Bien entendu, il semblerait absurde aujourd’hui de revenir sur le principe de la dématérialisation des démarches pour l’accès aux droits des usagers.
Ce monde du numérique présente bon nombre de points positifs comme ne pas oublier ses papiers sur soi. Des intérêts environnementaux sont aussi mis en avant : moins d’émissions de papiers... Et pourtant, cette numérisation met de côté certains citoyens de leurs services publics.
Entre 17 % et un tiers de la population est, en effet, en difficulté face au numérique. En cinq ans on est passé, selon le Credoc, de 13 à 16 millions de Français souffrant d’illectronisme. À La Réunion, 116.000 Réunionnais seraient en situation d'illettrisme et d'illectronisme soit 23 % de la population du territoire, indique l'Insee. Des chiffres qui datent de 2011. Aucune donnée plus récente n'existe.

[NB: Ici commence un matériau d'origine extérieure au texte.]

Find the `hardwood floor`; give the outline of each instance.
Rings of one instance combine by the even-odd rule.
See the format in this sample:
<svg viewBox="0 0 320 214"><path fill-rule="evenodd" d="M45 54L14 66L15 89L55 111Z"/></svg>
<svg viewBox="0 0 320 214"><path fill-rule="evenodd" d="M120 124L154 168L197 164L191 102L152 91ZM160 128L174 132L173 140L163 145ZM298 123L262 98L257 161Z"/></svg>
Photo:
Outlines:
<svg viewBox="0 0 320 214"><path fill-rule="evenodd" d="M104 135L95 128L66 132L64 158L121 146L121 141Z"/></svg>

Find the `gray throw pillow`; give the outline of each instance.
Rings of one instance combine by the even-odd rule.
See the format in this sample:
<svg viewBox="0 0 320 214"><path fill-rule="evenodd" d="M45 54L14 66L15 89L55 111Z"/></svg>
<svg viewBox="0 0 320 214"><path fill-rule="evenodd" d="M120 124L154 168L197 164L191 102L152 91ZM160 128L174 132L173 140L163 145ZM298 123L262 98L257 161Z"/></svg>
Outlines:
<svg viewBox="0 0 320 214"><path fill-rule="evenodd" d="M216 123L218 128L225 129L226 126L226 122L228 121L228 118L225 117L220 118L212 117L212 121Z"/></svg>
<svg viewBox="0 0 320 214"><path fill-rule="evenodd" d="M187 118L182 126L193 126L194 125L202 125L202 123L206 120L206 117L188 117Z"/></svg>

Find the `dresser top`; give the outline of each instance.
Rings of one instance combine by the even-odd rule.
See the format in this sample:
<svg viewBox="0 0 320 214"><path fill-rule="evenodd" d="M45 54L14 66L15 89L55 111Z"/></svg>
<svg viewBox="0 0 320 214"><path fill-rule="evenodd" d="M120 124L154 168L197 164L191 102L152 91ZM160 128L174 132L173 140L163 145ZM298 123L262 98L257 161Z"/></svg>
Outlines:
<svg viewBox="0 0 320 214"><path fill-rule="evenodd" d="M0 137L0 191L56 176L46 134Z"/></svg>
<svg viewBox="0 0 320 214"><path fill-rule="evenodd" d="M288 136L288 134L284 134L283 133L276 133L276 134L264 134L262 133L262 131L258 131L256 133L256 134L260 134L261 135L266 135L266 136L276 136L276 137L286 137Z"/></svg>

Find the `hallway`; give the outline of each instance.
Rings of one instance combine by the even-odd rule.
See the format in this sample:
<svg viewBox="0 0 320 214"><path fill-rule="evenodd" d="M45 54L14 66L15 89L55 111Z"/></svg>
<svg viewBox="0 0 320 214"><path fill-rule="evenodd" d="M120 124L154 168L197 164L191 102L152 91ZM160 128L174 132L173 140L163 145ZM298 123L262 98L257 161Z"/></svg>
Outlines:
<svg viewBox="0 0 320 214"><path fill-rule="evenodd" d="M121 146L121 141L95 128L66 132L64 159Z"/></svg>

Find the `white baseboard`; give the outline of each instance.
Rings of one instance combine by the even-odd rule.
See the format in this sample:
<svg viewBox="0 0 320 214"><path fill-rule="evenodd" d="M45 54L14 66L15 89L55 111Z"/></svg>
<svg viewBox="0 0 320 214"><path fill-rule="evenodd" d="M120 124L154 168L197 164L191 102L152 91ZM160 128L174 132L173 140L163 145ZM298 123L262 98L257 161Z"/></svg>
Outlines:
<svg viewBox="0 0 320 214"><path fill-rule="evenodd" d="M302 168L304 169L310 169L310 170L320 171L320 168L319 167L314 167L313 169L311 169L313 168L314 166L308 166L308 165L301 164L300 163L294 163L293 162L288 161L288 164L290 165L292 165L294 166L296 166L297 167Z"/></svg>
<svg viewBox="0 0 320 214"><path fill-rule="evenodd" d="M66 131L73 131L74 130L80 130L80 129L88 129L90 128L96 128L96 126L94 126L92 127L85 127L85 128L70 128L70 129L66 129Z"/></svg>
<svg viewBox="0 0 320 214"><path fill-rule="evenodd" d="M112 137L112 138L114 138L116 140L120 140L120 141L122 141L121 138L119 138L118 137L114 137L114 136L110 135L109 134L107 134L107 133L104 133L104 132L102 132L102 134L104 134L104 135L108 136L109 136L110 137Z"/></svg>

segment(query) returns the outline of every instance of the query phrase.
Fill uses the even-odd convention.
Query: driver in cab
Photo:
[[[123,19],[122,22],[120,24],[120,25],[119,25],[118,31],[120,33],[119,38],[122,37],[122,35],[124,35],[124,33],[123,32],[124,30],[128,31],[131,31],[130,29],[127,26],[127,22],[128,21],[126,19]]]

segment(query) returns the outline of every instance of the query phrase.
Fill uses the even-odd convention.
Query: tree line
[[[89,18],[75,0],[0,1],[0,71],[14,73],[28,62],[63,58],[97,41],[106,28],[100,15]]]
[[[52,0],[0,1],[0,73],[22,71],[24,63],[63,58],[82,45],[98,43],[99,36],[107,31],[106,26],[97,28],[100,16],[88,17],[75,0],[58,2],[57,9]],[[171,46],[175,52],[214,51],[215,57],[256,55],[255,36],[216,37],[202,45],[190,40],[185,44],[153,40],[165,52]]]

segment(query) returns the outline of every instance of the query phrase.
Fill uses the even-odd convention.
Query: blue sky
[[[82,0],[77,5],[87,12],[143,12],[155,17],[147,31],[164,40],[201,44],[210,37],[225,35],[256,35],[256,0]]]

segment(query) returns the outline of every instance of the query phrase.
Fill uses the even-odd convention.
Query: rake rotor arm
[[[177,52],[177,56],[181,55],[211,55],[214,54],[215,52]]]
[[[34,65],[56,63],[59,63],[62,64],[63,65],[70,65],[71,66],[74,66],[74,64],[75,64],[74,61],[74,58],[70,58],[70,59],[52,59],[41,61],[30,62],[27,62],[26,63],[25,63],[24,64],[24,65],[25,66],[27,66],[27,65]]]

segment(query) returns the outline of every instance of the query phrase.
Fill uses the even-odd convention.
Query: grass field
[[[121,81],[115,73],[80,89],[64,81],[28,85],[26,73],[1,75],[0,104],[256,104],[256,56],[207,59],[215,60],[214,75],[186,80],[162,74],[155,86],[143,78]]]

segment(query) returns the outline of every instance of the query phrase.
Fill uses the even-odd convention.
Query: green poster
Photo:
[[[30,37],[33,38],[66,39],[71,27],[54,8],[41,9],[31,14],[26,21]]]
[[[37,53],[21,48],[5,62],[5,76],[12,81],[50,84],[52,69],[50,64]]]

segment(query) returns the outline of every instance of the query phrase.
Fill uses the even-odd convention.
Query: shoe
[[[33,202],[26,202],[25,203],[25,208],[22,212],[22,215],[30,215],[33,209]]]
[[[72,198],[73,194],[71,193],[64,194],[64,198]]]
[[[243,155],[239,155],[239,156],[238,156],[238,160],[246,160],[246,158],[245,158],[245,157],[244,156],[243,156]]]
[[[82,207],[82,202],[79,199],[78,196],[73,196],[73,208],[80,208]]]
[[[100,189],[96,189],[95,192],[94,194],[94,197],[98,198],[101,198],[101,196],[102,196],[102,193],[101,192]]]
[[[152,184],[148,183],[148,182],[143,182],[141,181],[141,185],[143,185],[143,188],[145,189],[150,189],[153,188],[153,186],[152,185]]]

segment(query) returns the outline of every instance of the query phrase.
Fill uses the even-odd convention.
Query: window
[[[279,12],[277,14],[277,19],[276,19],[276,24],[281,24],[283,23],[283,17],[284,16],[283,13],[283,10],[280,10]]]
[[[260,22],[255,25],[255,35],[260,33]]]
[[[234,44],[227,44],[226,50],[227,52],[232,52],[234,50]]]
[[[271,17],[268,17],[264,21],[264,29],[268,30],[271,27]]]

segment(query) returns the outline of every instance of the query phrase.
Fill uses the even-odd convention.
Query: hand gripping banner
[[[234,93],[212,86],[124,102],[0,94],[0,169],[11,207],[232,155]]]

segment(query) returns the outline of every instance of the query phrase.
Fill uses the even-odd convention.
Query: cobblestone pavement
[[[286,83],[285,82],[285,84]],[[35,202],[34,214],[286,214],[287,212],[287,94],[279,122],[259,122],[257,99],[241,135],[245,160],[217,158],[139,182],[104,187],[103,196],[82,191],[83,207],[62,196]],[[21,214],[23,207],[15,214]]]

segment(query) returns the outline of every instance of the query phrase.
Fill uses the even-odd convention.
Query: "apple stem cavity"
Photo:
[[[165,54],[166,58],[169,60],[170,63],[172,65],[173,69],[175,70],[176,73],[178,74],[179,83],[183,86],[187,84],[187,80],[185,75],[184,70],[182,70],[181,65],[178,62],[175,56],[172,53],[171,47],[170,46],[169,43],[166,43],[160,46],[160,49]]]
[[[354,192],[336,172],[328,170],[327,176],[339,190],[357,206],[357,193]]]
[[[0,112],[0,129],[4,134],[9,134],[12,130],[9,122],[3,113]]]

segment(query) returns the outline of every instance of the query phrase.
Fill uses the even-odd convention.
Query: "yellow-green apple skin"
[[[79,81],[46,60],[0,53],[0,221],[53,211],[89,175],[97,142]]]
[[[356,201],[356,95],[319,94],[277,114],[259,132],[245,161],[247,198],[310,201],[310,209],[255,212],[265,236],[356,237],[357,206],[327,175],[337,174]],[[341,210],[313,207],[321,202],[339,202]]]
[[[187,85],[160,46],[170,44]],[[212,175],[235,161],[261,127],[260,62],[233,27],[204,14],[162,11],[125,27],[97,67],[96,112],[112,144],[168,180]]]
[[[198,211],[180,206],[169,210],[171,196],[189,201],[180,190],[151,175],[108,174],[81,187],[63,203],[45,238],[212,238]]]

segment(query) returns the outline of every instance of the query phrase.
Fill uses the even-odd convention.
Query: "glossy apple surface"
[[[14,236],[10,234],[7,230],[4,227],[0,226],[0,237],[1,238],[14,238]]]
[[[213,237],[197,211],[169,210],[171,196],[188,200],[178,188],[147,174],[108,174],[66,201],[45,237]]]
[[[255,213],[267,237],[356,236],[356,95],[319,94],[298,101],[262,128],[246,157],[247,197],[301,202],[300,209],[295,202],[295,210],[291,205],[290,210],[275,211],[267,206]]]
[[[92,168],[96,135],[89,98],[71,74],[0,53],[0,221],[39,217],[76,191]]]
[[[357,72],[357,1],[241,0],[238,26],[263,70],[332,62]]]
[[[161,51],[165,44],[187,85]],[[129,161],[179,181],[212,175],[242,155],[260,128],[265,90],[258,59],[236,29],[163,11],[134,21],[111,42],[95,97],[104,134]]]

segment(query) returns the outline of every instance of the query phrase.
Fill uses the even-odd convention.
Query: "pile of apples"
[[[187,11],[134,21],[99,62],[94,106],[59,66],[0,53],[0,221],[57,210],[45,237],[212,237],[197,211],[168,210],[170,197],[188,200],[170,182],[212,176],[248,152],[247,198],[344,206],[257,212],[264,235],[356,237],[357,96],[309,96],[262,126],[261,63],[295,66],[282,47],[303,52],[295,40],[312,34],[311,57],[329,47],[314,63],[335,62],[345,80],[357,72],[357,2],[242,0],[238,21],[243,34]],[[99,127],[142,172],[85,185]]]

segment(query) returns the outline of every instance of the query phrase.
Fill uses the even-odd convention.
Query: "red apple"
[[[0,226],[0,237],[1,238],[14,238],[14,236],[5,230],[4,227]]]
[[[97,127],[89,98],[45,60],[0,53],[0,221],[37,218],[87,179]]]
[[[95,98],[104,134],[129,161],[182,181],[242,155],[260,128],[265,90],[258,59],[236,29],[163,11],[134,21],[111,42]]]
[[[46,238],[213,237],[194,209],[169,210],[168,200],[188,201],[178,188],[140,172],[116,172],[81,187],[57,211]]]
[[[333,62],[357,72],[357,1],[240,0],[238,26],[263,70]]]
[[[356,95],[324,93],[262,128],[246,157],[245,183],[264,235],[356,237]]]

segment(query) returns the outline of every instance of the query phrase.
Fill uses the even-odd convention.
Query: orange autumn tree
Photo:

"L’application France Identité est facultative et la CNIL a insisté sur la nécessité de ne pas rendre ce moyen d’identification électronique obligatoire afin de garantir un accès égal à tous les publics aux services hors ligne et en ligne, publics comme privés", indique la Commission nationale de l'informatique et des libertés.
Il n'y aura aucune obligation à le télécharger sur le téléphone. "Le permis de conduire dématérialisé ne remplace pas, il complète", précise le ministre de l'Intérieur.
"Il n'y aura dans tous les cas aucune obligation de passer au numérique, le physique et le digital vont coexister."